Does anybody else take issue with all this untranslated stuff? I feel like it impedes my learning of the language to a degree, and just generally annoys me.


----------



## shawnee

I'm not sure if you mean something like Τζένι or Jenny. Please give an example. The extent of the phenomenon you describe sounds like a bit of an exaggeration. Are these texts produced in Greece or Australia? It probably all depends on intended audience.


----------



## Perseas

The preferation for _Jenny_ rather than_ Τζένι_ is one issue; another issue is the preferation for _lockout_ (in this form) rather than its Greek equivalent or even in its transcription in Greek characters: _λοκάουτ_. In texts produced in Greece you may meet both cases, maybe to a lesser extent than in Greek texts produced in other countries. In informal texts this phenomenon is more often than what happens in formal ones.
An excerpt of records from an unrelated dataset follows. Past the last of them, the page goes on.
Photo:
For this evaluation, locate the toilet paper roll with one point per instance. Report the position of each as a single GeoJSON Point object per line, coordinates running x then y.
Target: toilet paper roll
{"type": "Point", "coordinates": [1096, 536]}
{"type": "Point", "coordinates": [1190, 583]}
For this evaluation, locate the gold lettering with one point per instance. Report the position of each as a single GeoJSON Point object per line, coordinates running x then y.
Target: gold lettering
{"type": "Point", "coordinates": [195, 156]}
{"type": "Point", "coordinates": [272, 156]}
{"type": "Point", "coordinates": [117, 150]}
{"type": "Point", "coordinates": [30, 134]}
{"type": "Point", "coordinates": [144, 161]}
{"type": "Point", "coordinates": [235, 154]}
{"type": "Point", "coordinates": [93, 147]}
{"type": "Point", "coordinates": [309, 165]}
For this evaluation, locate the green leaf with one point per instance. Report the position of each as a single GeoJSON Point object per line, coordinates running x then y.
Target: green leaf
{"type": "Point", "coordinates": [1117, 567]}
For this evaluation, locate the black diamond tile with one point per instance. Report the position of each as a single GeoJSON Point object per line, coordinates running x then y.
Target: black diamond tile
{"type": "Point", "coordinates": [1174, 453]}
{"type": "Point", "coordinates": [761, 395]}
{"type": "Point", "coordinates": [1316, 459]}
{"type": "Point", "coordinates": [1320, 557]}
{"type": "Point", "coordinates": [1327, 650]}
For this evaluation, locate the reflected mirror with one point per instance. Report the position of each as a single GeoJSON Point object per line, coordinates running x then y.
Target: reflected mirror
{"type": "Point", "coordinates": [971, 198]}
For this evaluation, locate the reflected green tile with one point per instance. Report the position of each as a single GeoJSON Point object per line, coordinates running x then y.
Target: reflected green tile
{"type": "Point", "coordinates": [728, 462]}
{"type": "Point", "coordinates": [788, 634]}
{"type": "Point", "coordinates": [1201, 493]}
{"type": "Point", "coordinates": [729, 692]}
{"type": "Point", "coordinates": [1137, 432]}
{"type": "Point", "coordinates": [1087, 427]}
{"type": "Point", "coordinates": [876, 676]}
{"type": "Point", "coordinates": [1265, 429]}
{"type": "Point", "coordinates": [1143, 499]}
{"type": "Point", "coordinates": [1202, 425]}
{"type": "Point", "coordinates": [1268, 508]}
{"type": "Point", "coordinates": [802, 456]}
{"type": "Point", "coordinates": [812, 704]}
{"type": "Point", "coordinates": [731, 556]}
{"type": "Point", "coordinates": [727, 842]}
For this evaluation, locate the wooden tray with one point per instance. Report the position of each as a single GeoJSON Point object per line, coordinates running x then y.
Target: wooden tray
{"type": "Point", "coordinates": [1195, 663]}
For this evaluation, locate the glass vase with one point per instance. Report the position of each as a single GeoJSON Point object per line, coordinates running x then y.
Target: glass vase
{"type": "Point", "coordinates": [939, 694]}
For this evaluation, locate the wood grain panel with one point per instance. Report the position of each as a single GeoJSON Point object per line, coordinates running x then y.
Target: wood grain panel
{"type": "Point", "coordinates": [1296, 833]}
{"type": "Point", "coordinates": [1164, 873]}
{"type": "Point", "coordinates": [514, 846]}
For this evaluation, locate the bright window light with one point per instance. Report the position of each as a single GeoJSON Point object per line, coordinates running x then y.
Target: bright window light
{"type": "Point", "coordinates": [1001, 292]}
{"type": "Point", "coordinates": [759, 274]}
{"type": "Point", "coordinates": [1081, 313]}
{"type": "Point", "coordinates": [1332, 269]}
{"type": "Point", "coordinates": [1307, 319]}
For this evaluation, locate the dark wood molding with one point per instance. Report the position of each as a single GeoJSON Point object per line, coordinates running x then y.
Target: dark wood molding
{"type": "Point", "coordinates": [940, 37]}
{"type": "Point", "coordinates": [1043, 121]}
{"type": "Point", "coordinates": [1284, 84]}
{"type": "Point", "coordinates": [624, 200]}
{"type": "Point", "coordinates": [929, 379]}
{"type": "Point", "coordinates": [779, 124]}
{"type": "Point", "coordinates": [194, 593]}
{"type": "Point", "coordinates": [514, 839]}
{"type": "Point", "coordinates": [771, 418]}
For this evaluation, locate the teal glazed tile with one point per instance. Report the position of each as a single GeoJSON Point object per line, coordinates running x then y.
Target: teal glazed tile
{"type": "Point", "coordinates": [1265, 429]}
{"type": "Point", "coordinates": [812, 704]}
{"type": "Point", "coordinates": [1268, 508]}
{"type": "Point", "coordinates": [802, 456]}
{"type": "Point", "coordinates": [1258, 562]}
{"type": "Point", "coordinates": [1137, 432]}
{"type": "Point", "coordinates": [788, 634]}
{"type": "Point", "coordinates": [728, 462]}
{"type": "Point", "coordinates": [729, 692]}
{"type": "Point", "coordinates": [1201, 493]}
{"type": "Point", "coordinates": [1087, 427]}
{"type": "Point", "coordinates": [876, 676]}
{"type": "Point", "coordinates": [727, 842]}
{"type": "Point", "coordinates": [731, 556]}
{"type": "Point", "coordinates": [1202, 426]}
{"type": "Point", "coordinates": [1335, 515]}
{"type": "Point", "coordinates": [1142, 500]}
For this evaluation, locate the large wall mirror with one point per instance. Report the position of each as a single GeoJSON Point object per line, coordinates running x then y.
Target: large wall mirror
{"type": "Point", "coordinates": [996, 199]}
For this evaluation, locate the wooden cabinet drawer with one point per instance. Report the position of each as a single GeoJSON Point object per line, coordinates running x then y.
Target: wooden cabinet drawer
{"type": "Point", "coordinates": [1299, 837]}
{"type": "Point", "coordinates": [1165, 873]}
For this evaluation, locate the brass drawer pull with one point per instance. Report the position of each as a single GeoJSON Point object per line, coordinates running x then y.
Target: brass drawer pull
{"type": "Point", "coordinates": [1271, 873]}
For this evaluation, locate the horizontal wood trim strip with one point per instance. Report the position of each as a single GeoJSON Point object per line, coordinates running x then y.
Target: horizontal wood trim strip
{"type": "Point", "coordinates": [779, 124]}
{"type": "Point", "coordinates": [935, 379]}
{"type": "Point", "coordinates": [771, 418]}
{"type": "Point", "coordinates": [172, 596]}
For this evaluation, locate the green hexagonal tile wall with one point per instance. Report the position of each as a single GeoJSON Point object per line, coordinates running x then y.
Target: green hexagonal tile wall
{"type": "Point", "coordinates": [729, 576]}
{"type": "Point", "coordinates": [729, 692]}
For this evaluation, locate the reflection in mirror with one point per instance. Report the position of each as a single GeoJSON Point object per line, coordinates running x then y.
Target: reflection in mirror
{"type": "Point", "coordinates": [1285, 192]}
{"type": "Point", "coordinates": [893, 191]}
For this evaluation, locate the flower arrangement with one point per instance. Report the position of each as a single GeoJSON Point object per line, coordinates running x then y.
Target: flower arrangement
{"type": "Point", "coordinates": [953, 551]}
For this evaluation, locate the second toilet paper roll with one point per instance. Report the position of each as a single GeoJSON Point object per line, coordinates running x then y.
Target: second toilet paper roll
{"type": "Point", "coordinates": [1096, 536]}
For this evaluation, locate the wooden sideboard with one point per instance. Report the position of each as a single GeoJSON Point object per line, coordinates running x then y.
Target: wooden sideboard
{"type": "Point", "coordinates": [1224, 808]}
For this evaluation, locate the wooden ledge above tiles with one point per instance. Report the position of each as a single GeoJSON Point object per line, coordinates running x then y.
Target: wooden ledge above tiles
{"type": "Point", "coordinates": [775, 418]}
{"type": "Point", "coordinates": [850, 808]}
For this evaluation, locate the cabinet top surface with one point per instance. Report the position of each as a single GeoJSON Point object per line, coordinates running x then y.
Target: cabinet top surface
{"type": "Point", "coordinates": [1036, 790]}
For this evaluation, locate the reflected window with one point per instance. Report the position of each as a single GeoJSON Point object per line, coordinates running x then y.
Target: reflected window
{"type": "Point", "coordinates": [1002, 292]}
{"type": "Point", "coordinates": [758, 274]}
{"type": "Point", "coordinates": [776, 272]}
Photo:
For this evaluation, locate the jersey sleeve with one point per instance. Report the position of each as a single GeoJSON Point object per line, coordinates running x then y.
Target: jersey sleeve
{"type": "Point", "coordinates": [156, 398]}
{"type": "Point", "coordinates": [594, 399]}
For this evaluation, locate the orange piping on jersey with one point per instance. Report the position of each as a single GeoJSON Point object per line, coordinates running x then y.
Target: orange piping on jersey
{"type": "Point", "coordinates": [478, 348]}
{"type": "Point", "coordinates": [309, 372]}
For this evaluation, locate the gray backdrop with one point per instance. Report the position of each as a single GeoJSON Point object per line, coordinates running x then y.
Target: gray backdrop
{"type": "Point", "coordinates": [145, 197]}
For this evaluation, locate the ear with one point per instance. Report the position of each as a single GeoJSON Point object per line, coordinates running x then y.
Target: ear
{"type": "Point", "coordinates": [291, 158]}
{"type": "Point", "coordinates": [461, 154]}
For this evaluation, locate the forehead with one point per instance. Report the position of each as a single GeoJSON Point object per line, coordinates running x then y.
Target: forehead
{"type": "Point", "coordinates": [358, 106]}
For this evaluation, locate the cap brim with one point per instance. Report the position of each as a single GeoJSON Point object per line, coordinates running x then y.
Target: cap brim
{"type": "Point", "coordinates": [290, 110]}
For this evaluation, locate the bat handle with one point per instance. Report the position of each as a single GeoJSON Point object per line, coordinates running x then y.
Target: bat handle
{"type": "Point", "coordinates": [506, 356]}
In any case, this fact is indicative of the carelessness for our language.


----------



## cougr

It is my impression that one major reason as to why foreign names or concepts are sometimes left untranslated is due to the absence of a standardized transliteration system, which on occasions can render any attempt at transliteration particularly vexing and problematic to the translator who may be anxious to avoid possible ambiguities and equivocations which may arise with a  transliterated word as a result of the absence of thorough and uniform guide-lines relating to transliteration.


----------



## Δημήτρης

> can you imagine this happening in English or French?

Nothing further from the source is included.